Waldheim´in Nazi Geçmişi OSCAR adayı

2019 Oscarlarında En İyi Yabancı Film dalında Avusturya’nın adayı olan ‘The Waldheim Waltz’, BM eski genel sekreterinin Avusturya cumhurbaşkanlığına seçildiği sıralarda, Nazi geçmişi ortaya çıktıktan sonraki protestoları konu ederek günümüze ışık tutuyor.

Dünya
31 Ekim 2018 Çarşamba

Derleyen: Janet Mitrani

Kurt Waldheim en zoru başardı: II. Dünya Savaşında Nazi ordusunda asker ve istihbarat subayı olarak görev yaptıktan sonra, Birleşmiş Milletler’de iki kere genel sekreter seçildi; bununla da kalmayıp kariyerini 1986’dan 1992’ye kadar ülkesi Avusturya’nın cumhurbaşkanı olarak taçlandırdı.

Peki bunu nasıl başarabildi?

Tabii ki dünyayı savaş sırasında sadece ona verilen emirleri yerine getiren basit bir asker olduğuna inandırarak… Bu sırada hem vatandaşlarını hem de dünya kamuoyunu, Hitler’in 1938’de Avusturya’yı Alman topraklarına katarak ülkeyi Nazi saldırganlığının ilk kurbanı yaptığına bile inandırdı.

O dönemde Avusturyalı diplomatlar, halkı, gerçekte Avusturyalı olan Hitler’in Alman asıllı, gerçekte Alman olan Beethoven’ın da Avusturya asıllı olduğuna inandırmayı da başarmışlardı.

Buna rağmen, Waldheim’ın 1986’daki cumhurbaşkanı adaylığı sırasında, savaşta yaptıkları peşini bırakmadı. Protestocular arasında Viyanalı Yahudi film yapımcısı Ruth Beckermann da vardı ve gerek Waldheim’a gerekse muhalefete karşı düzenlenen büyük çaplı gösterileri filme alıyordu.

Yıllar ve onlarca film sonra, Beckermann o zamanlarda çektiği karelere tekrar bakmaya karar verdi.

Beckermann’ın yeni filmi, “The Waldheim Waltz” yakın tarihin ilginç karakterlerinden birinin attığı akıllıca adımları konu ederken, Waldheim’ın kariyerinin günümüz Avrupa ve Amerika’sındaki politik dalgalanmalara nasıl sebep olduğunu gözler önüne seriyor. Film Avusturya’yı “En İyi Yabancı Film” dalında Oscarlarda temsil etmek üzere seçildi.

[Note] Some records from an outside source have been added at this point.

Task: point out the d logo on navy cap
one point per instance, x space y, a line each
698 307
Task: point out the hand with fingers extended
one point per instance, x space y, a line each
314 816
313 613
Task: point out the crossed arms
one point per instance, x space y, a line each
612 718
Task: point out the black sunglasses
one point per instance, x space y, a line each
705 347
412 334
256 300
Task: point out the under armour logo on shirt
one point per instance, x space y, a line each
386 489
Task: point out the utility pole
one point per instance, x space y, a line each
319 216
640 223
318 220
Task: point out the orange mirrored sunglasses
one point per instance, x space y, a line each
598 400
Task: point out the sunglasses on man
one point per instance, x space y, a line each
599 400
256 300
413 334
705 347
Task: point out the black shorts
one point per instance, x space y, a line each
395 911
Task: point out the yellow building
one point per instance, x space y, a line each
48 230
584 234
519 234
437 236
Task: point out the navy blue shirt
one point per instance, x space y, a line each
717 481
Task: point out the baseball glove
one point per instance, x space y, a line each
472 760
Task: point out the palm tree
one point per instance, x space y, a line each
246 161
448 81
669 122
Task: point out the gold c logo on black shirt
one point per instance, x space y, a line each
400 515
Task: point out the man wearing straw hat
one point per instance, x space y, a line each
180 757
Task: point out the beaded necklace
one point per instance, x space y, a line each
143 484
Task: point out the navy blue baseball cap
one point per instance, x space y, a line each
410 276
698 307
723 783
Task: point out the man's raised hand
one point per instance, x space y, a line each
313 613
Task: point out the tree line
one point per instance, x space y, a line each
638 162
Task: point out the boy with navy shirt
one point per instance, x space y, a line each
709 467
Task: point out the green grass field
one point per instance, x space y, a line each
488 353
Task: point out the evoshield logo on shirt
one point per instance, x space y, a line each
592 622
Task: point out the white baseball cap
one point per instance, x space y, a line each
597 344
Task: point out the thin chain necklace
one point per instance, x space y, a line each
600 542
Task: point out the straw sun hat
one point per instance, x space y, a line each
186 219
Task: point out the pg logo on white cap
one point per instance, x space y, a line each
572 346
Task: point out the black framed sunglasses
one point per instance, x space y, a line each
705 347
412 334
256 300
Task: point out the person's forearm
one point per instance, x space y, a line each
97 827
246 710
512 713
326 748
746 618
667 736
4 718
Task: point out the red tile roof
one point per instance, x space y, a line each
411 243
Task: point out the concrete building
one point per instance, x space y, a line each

1980’lerin başlarında, Waldheim’ın BM Genel Sekreterliği ile Avusturya Cumhurbaşkanlığı arasındaki dönemde, Dünya Yahudi Kongresi siyaset hayatına müdahalede bulunmak için bir çalışma başlatmıştı.

Nazi avcısı Eli Rosenbaum’un araştırmasına göre, Rus cephesindeki hizmetlerinden sonra, Waldheim, Balkanlar’da Alman ordusunun istihbarat subayı olarak görev yapmıştı. Bu sırada, Yugoslavya ve Yunanistan’da sivil halka yapılan acımasız muamelelerde, özellikle de Selanik’teki büyük Yahudi nüfusunun Nazi ölüm kamplarına gönderilmesinde büyük rol oynamıştı. Bu araştırmada 1938 Kasım’ında SA’ya (Sturmabteilung – Saldırı bölüğü) yani Paramiliter (yarı askeri) Nazi örgütüne katıldığı da ortaya çıkmıştı.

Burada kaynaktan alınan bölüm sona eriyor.